Új Magyar Szó
- Type: Daily newspaper
- Owner(s): Scripta
- Editor: Hugó Ágoston
- Founded: October 2005
- Language: Hungarian
- Ceased publication: July 2012
- Headquarters: Piața Presei Libere, 1 Bucharest, Romania
- Website: maszol.ro

= Új Magyar Szó =

Newspaper in Romania

Új Magyar Szó (New Hungarian Word) was a Hungarian-language Romanian broadsheet newspaper, based in Bucharest. It had one of the largest audiences of all Hungarian-language papers in Romania; its readership was estimated at 40,000. Since 2012, only an online edition is accessible.

== History ==

The history of Új Magyar Szó can be traced back to 1947, when Romániai Magyar Szó ("Hungarian Word of Romania") was first published in Bucharest.
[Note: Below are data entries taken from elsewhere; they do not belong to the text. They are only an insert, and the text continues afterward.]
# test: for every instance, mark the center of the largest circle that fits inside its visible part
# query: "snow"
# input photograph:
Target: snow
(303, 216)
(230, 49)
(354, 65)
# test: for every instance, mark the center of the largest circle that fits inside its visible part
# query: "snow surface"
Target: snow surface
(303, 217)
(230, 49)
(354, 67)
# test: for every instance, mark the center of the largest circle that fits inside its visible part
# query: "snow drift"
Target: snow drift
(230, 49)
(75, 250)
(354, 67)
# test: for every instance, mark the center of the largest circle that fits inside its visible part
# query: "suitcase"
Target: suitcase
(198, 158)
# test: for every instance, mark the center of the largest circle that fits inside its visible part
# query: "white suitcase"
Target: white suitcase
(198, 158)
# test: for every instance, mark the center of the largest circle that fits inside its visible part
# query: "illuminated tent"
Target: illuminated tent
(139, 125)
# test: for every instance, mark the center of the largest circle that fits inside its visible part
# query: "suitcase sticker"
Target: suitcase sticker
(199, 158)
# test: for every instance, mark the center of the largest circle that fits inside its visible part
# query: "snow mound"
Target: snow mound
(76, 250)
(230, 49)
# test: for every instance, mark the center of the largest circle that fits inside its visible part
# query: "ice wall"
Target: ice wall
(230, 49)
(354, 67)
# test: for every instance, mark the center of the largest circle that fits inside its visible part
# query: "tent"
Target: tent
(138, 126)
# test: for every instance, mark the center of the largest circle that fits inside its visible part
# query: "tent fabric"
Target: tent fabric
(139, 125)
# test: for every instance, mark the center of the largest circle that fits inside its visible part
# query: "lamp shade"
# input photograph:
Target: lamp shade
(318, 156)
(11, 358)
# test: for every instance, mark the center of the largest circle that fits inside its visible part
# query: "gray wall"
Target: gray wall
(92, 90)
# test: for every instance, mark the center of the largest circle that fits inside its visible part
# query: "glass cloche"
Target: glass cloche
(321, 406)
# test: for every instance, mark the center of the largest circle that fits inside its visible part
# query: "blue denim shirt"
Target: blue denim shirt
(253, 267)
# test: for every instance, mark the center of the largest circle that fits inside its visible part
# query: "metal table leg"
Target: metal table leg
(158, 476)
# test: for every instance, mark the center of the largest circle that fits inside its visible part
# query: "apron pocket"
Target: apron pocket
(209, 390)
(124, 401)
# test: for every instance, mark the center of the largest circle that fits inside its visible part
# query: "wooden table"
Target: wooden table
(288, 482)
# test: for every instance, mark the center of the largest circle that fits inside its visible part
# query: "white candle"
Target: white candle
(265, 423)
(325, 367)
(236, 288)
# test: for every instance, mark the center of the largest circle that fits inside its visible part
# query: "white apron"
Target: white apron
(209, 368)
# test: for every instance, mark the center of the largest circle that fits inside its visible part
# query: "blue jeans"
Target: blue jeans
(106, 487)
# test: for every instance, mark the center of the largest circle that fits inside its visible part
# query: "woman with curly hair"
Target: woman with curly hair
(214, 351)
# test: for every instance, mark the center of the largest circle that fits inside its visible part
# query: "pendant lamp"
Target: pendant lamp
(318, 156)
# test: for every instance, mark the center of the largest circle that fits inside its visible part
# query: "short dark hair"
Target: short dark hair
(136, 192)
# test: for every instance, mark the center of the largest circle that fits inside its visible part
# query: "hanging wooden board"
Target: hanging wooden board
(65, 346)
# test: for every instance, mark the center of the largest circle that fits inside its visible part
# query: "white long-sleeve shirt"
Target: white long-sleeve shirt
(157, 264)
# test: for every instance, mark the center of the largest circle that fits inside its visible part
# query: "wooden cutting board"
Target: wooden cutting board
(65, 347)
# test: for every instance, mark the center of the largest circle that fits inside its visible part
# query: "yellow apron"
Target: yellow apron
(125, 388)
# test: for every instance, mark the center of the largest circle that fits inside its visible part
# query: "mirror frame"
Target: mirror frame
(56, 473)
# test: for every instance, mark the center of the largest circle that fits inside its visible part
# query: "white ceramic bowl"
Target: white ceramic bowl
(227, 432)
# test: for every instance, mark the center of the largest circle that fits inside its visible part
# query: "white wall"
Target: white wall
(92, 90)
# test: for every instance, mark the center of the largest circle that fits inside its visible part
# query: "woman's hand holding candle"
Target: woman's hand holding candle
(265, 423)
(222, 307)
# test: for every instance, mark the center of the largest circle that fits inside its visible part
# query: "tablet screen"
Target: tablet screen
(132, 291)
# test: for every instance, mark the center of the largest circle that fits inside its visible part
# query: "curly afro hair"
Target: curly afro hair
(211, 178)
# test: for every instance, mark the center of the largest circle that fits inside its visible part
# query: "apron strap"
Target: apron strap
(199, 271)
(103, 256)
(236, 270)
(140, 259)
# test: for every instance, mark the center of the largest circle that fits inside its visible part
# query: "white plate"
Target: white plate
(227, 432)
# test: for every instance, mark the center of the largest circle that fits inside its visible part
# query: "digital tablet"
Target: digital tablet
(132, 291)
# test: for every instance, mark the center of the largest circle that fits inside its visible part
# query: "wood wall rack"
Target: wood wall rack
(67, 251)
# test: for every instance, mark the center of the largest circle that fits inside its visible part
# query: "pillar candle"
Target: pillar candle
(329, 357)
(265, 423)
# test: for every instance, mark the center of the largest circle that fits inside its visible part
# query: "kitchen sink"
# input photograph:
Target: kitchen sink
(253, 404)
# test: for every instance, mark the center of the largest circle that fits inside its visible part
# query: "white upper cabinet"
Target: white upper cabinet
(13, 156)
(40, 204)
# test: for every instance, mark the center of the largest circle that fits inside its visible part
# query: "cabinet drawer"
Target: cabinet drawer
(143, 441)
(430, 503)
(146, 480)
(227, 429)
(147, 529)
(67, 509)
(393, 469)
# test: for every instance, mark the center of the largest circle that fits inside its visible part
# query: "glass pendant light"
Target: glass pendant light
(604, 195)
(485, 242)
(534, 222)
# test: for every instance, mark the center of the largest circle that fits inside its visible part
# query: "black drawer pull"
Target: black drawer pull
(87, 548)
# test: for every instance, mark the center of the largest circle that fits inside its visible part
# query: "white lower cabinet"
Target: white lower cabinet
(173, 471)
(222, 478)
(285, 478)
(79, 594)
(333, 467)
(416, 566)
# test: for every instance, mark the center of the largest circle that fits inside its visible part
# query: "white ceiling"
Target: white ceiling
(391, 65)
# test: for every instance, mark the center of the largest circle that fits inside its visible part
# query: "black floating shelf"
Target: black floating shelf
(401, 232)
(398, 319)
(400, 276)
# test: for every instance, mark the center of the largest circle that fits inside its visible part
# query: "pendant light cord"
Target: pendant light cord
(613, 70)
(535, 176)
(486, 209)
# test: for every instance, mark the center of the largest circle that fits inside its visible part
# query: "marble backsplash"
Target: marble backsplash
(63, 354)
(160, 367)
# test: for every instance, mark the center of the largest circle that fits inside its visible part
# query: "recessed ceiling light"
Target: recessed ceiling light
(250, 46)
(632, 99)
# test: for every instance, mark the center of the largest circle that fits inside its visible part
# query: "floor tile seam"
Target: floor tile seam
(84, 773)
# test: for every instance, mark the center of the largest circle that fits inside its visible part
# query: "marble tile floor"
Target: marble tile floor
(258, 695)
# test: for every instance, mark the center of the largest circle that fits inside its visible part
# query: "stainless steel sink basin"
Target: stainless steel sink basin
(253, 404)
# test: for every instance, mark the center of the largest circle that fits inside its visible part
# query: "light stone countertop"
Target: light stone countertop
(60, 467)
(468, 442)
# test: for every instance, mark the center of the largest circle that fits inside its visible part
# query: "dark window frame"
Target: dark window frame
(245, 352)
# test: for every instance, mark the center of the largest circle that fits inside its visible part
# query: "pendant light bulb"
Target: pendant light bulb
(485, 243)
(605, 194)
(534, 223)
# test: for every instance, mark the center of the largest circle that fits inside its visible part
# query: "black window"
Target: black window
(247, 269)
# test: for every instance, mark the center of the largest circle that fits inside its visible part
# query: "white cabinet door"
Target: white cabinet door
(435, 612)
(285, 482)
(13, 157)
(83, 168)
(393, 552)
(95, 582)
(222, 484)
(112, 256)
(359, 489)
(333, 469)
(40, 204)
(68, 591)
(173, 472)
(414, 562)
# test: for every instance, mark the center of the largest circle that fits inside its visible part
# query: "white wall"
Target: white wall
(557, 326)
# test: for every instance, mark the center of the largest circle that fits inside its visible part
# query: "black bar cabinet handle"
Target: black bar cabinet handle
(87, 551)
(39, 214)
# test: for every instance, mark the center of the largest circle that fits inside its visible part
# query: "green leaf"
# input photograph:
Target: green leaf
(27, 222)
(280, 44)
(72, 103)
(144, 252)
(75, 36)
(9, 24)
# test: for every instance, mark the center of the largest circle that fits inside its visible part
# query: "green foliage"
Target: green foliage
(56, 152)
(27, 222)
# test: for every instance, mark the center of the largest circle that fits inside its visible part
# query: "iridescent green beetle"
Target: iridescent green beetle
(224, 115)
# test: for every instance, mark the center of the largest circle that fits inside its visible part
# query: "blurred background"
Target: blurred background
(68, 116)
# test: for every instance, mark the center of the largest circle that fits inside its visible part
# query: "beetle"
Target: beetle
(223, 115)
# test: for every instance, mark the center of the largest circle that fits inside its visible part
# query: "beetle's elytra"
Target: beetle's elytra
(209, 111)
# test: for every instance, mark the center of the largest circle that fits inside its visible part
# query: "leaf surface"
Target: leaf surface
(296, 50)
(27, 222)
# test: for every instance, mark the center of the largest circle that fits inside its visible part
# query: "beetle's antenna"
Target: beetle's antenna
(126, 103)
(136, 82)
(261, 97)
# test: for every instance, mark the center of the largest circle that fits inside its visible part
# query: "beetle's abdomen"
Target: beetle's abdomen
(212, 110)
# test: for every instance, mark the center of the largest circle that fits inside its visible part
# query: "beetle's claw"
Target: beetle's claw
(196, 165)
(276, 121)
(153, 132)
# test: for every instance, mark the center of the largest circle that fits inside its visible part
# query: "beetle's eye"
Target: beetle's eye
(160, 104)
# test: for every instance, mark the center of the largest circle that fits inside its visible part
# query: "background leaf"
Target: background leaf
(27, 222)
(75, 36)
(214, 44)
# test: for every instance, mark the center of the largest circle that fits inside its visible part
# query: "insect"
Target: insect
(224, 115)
In 1953 it changed its name to Előre ("Forward"), and it became the propaganda newspaper of the Communist Party. After the fall of Nicolae Ceaușescu, the name was changed back to Romániai Magyar Szó. In August 2005 Romániai Magyar Szó went bankrupt. Its successor was Új Magyar Szó, which was in print between 2005 and 2012. Since 2012, it appears only as an online edition.